Feeling more than slightly guilty, Izzie went to see a specialist in New York. Mary Desmond was not only a highly successful and brilliant gynaecologist and obstetrician, but she was also deeply involved in research into the new birth control pill and had done some very interesting trials on it.

She was impatient for its launch; mainly because it would bring an end to the dreadful agonies and scars, both physical and psychological, which thousands of young women like Isabella Brooke had had to endure.

She was particularly moved by Izzie in her anguish; she looked so young, little more than a child, with her long golden-brown hair and her pale face with its huge brown eyes. It was hard to believe she was twenty-nine.

She had listened to her carefully, to her fears about why she had not conceived, and asked her how long she had been working on it, as she put it, examined her, and then met Izzie’s eyes very directly and said, ‘I can’t find any immediate reason why you should not conceive. Of course there are investigations we can make, but it seems a little early. I promise you, Miss Brooke, there is no real reason your abortion should have affected your fertility. You say there was no serious infection at the time, as far as you know – and I do assure you, you would have known about it – and therefore you have probably avoided the real danger.’

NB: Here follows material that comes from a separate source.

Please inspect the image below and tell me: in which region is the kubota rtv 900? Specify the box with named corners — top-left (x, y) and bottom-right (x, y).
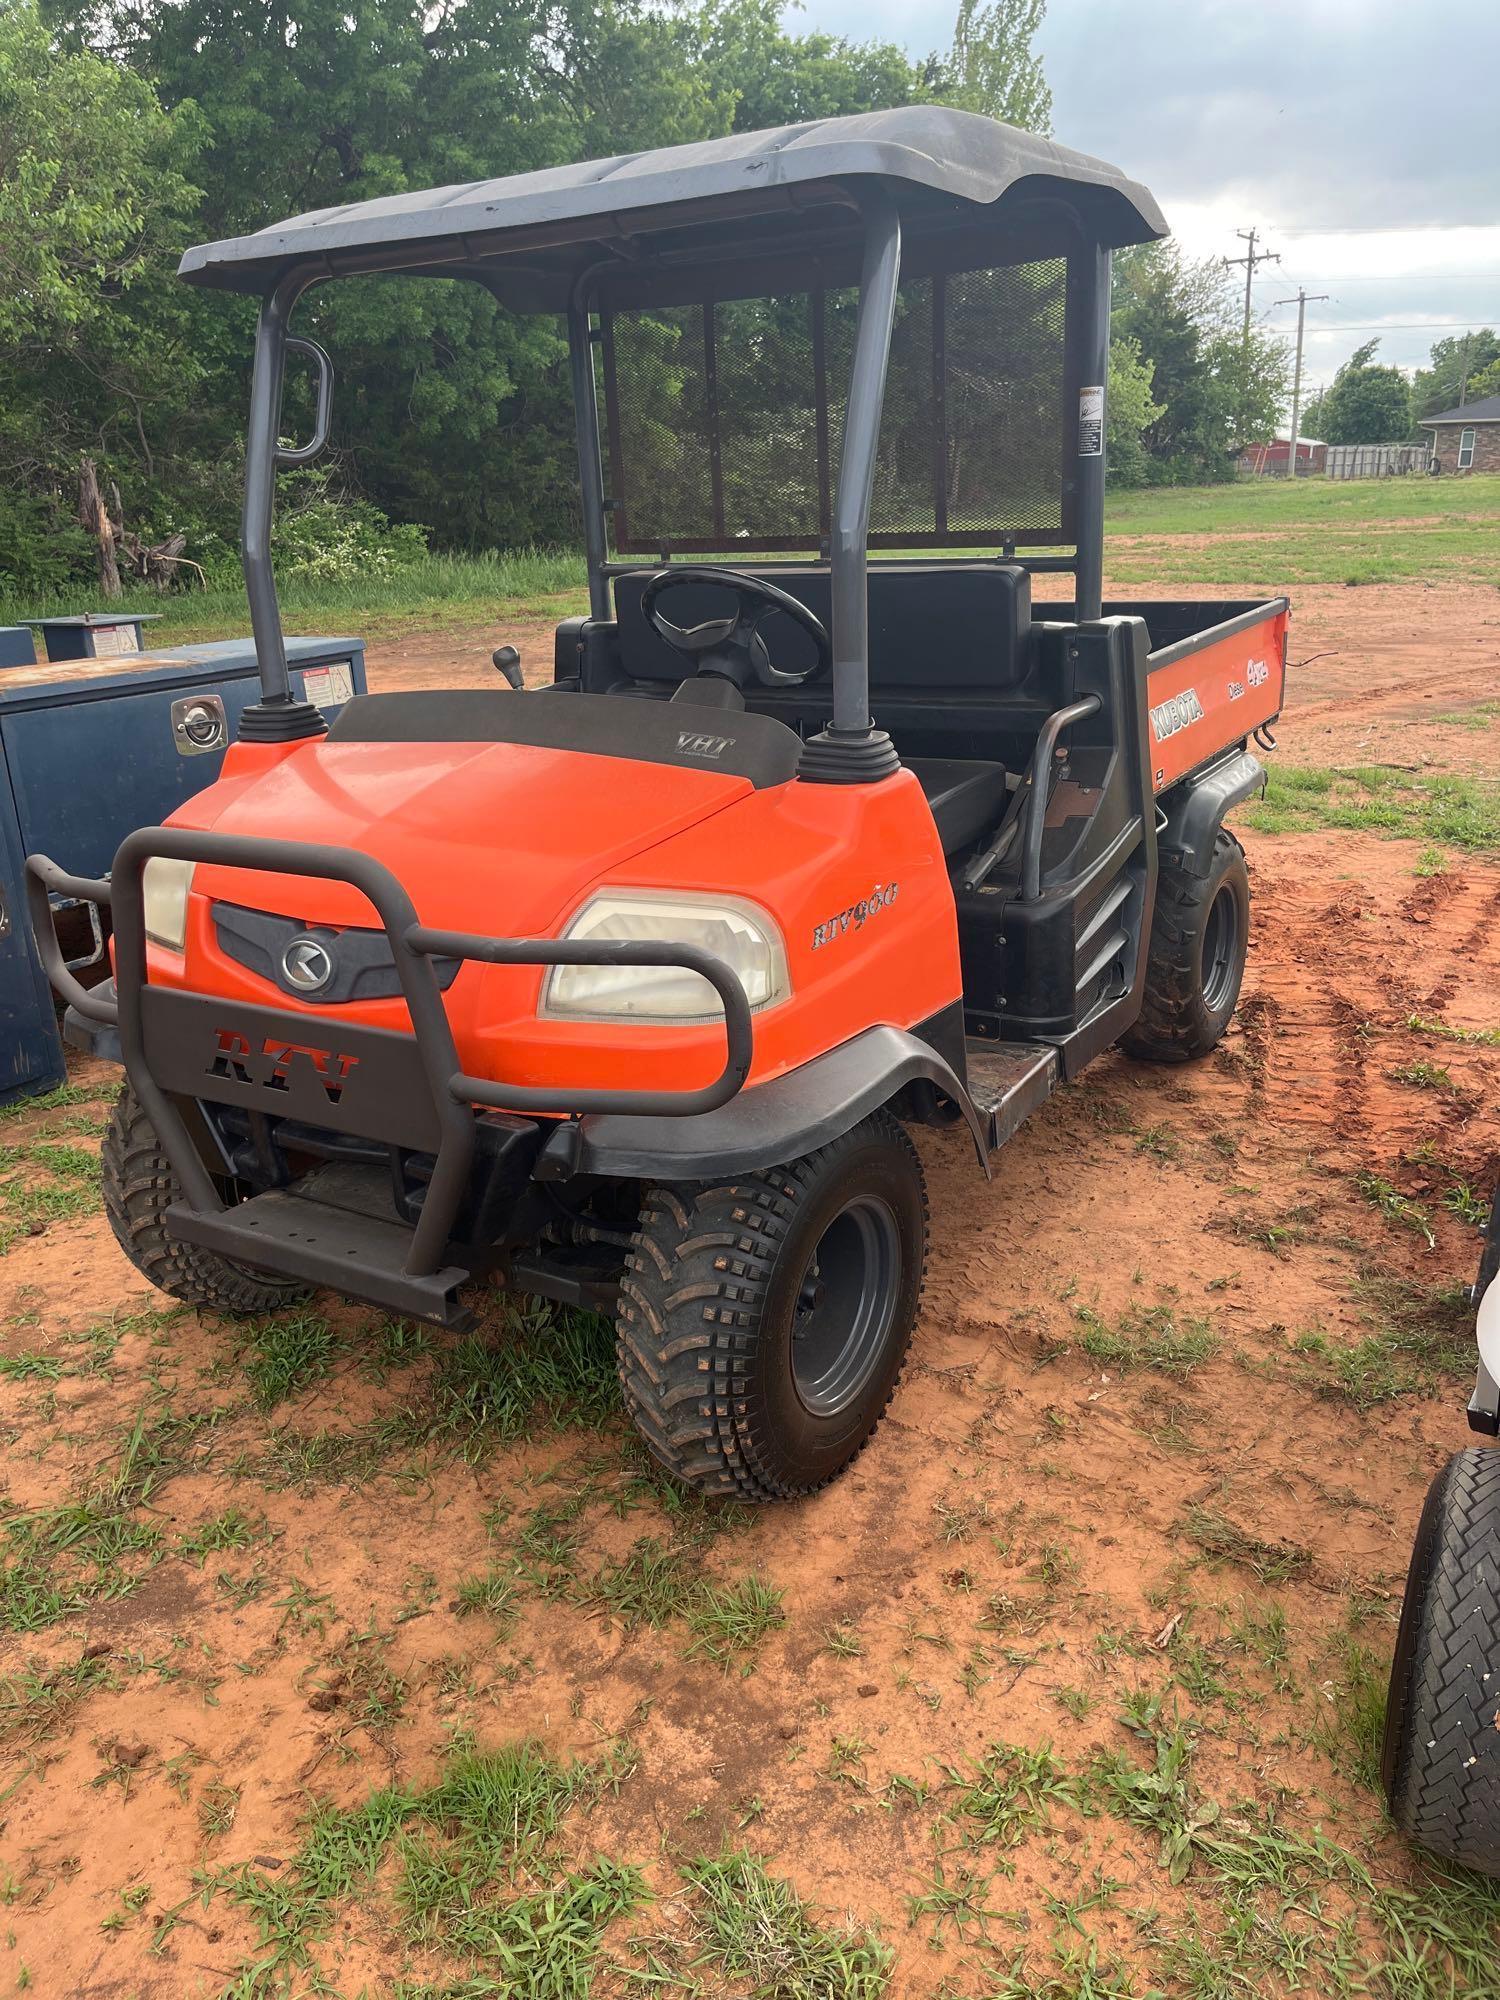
top-left (30, 109), bottom-right (1287, 1502)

‘How?’ said Izzie, ‘I mean, what would that have done?’

‘Well, it could – only could, mind you – have blocked your fallopian tubes. There are three things you need in order to conceive: eggs, healthy sperm and unblocked tubes. I have no way of knowing how healthy your boyfriend’s sperm is,’ – her eyes twinkled at Izzie – ‘but we can try to establish whether or not you are ovulating properly. What I want you to do is make a BTC for me.’

‘What’s that?’

‘Sorry. We medics always forget we speak a different language. A basal temperature chart. I want you to take your temperature every single day. The temperature dips just before ovulation. It’s surprisingly reliable. I presume you don’t have any pain or discomfort around the middle of your cycle?’

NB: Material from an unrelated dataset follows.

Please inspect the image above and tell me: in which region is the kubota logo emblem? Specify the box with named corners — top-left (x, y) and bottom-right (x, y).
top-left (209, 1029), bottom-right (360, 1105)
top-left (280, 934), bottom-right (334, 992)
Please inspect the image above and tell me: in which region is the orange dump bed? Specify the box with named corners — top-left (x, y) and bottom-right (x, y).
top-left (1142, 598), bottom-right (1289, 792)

‘Not that I’ve noticed. Is that – ’ she hesitated ‘ – is that a bad thing?’

‘Of course not. It’s just that some people do and it’s an easier way of knowing that you’re ovulating. Now, provided that’s happening, and there really is no reason to think it isn’t, that would be reassuring. We can also check your tubes, just to make sure they’re not blocked. However, it isn’t entirely pleasant, and it’s usually done under anaesthetic. We can do it two ways, either with gas, which we blow through your uterus and thence up into the fallopian tubes – we can hear it, believe it or not – or we can do it with dye, inject it into your womb and then do an X-ray. It’s called a tubal insufflation. But I wouldn’t recommend it yet. It’s far too early. Let’s see how you’re doing with the ovulation.’

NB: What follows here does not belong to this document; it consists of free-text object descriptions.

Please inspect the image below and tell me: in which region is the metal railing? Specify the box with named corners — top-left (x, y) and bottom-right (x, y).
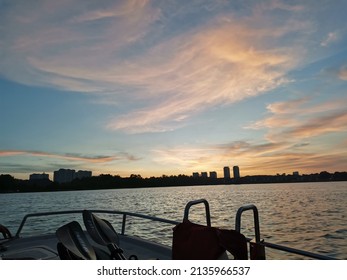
top-left (13, 199), bottom-right (339, 260)
top-left (15, 209), bottom-right (179, 238)
top-left (183, 198), bottom-right (211, 226)
top-left (235, 204), bottom-right (337, 260)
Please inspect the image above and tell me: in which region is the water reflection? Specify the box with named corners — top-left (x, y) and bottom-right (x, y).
top-left (1, 182), bottom-right (346, 259)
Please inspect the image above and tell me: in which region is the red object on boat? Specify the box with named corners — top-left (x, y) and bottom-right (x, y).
top-left (172, 219), bottom-right (248, 260)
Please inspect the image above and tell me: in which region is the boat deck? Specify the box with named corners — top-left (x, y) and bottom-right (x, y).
top-left (1, 233), bottom-right (172, 260)
top-left (1, 199), bottom-right (339, 260)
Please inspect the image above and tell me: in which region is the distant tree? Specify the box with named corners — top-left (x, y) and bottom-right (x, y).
top-left (0, 174), bottom-right (17, 192)
top-left (332, 172), bottom-right (347, 181)
top-left (319, 171), bottom-right (331, 181)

‘And what about my cervix? Might that have been damaged?’

‘I certainly couldn’t see any evidence of it.’

‘But if it is—’

‘Well, if it is, and as I say, I don’t think it is, it might have become what we call incompetent. Which would mean there was a risk of miscarriage in the second trimester. At about fifteen or sixteen weeks. If that did happen then we could put a stitch in the cervix so that it wouldn’t happen again.’

Izzie stared at her in horror, envisaging the longed-for baby lost again.

‘Couldn’t we do it anyway?’

‘No. It’s not done as a preventative device. There are risks attached, as with all medical procedures. But it would be there, as a second string. Literally,’ she added, with her wide, warming smile. ‘You do know, don’t you,’ she added, ‘the best way of getting pregnant?’

‘No,’ said Izzie hopefully. Maybe she was going to say that you had to make love lying on your side, or under the kitchen table, or when the moon was full, something simple like that.

‘Have lots and lots of sex and just enjoy it. Especially when you’re ovulating, of course, but at other times as well. Mother Nature can be surprisingly perverse. Most infertility is the result of infrequent intercourse. Did you know that?’